A Delaware couple owned two businesses – a Christmas tree farm and a Christmas store. The farm was on property they leased from their daughter and son-in-law. The daughter and her husband also worked in the businesses during holiday seasons.
One summer day, the son-in-law gave a ride in his personal vehicle to an exterminator who was providing an estimate for spraying some trees on the farm. On the return trip, he drove into the path of a motorcycle. The rider was thrown into the air and suffered serious head injuries. He survived in a vegetative state and died six years later.
After years of litigation, all parties agreed to submit to arbitration. The sole issue for the arbitrator to decide was the appropriate amount of damages for the rider’s widow. She agreed not to attempt to collect damages in excess of available insurance coverage. She also agreed not to pursue damages from the owners, the in-laws or the businesses individually.They, in turn, assigned any rights of recovery they may have had to her. The arbitrator subsequently awarded damages to her. The amount was not publicly reported.
Unfortunately, the businesses’ auto or CGL policy did not include Hired and Non-Owned Auto endorsement. The record does not show the amount of uninsured damages. However:
· Hired and Non-Owned Auto Liability insurance is excess over the liability coverage for the vehicle’s owner. The judgment must have exhausted the son-in-law’s limits.
· The victim died after suffering for six years. The arbitrator likely awarded a very large amount of damages.

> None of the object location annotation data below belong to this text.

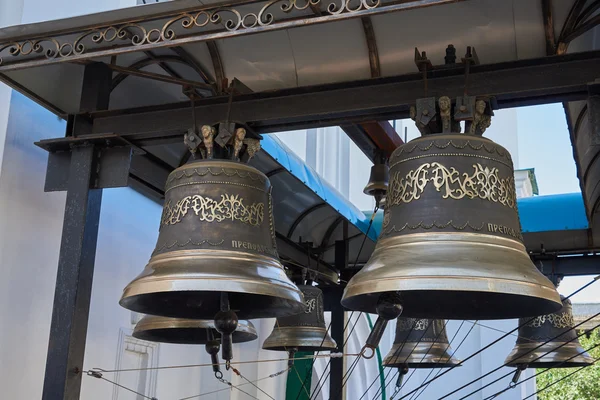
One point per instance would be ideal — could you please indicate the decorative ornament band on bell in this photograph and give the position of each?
(187, 331)
(305, 331)
(420, 343)
(450, 245)
(548, 340)
(216, 237)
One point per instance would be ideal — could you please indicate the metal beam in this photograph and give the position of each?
(534, 81)
(70, 312)
(372, 47)
(215, 57)
(547, 14)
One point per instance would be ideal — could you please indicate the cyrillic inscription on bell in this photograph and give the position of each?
(420, 343)
(451, 244)
(188, 331)
(305, 331)
(216, 237)
(562, 347)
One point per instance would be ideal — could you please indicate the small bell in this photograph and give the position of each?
(420, 343)
(187, 331)
(530, 350)
(305, 331)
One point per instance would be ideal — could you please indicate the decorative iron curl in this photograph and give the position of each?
(138, 35)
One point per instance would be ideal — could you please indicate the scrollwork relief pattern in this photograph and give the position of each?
(560, 321)
(408, 324)
(230, 207)
(484, 183)
(134, 33)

The business owners claimed that their insurance agent never offered the coverage to them. The widow then sued the insurance agency, the producer, and the insurer for negligently failing to provide the correct coverage for the businesses. The defendants moved to have the case dismissed, arguing that the agency met the legal standard of care for insurance agencies.

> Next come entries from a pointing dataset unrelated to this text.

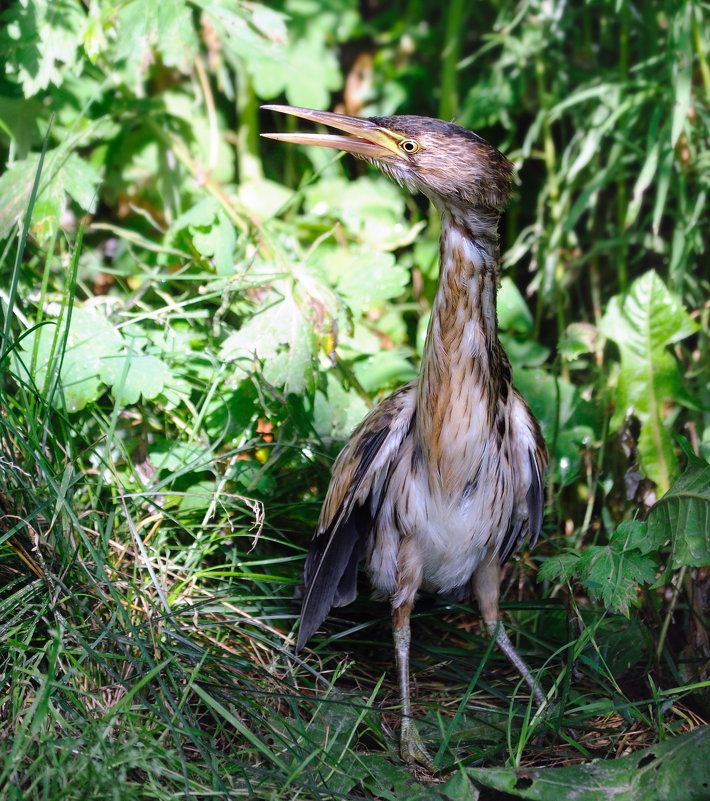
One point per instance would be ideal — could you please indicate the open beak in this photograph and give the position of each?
(363, 138)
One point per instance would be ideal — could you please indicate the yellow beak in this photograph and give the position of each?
(364, 137)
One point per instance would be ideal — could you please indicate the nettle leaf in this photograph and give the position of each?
(40, 42)
(132, 375)
(643, 323)
(370, 208)
(313, 71)
(682, 516)
(364, 278)
(610, 573)
(212, 233)
(91, 340)
(63, 173)
(514, 314)
(280, 338)
(145, 27)
(567, 420)
(656, 772)
(337, 411)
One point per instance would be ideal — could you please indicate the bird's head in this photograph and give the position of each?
(454, 167)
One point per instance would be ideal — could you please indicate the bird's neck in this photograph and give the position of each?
(463, 366)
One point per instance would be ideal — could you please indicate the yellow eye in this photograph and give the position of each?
(409, 146)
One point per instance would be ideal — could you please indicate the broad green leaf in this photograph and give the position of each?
(656, 773)
(143, 29)
(313, 71)
(39, 41)
(134, 375)
(91, 341)
(682, 516)
(384, 368)
(642, 324)
(513, 312)
(280, 338)
(212, 232)
(364, 278)
(371, 208)
(63, 173)
(337, 412)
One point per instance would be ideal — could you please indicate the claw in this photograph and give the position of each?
(412, 747)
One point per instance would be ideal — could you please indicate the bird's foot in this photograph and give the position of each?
(411, 746)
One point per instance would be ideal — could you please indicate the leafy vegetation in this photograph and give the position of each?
(193, 320)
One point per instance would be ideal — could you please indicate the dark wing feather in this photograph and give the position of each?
(530, 494)
(330, 574)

The widow’s insurance expert testified that it was customary for agents and brokers to automatically include Non-Owned Auto Coverage in insurance for commercial accounts. The agency’s expert maintained that an agent does not ordinarily have a duty to give advice. Rather, he said, the duty is to follow the insured’s instructions.
The court rejected the defendants’ request for dismissal. While it agreed that an insurance agent generally has no duty to advise a client, it said the rule does not apply when:
· The agent voluntarily assumes responsibility for selecting appropriate coverage for the insured, or
· The insured’s request for coverage is ambiguous.
The court said a jury must determine whether the agency met the standard of care. It noted the expert’s testimony that automatically providing Hired and Non-Owned Auto Liability Coverage is standard procedure. It pointed out that the agency had a 60-year relationship with the owners. Also, it found the owners’ instructions to the agent to be ambiguous – they allegedly told him “we needed liability.” Because of these disputes, a jury had to sort out the truth. A jury trial was scheduled for the spring of 2016, but the outcome was not reported in the media.
The failure to include in the policy a low-premium coverage that does not receive much attention proved costly. There are a few things the agent could have done to either prevent the lawsuit or get it tossed:
· He could have used a coverage checklist when interviewing the business owners, to remind him to discuss all relevant coverages. He could then have asked the owners to sign the checklist as evidence that they went through it.
· He could have added the coverage to the policy and given the insureds the option of having it removed if they wanted.
Sometimes, the absence of a seemingly minor coverage can create huge problems for agencies and their clients. As this case shows, attention to detail can make the difference between a pleased client and disaster.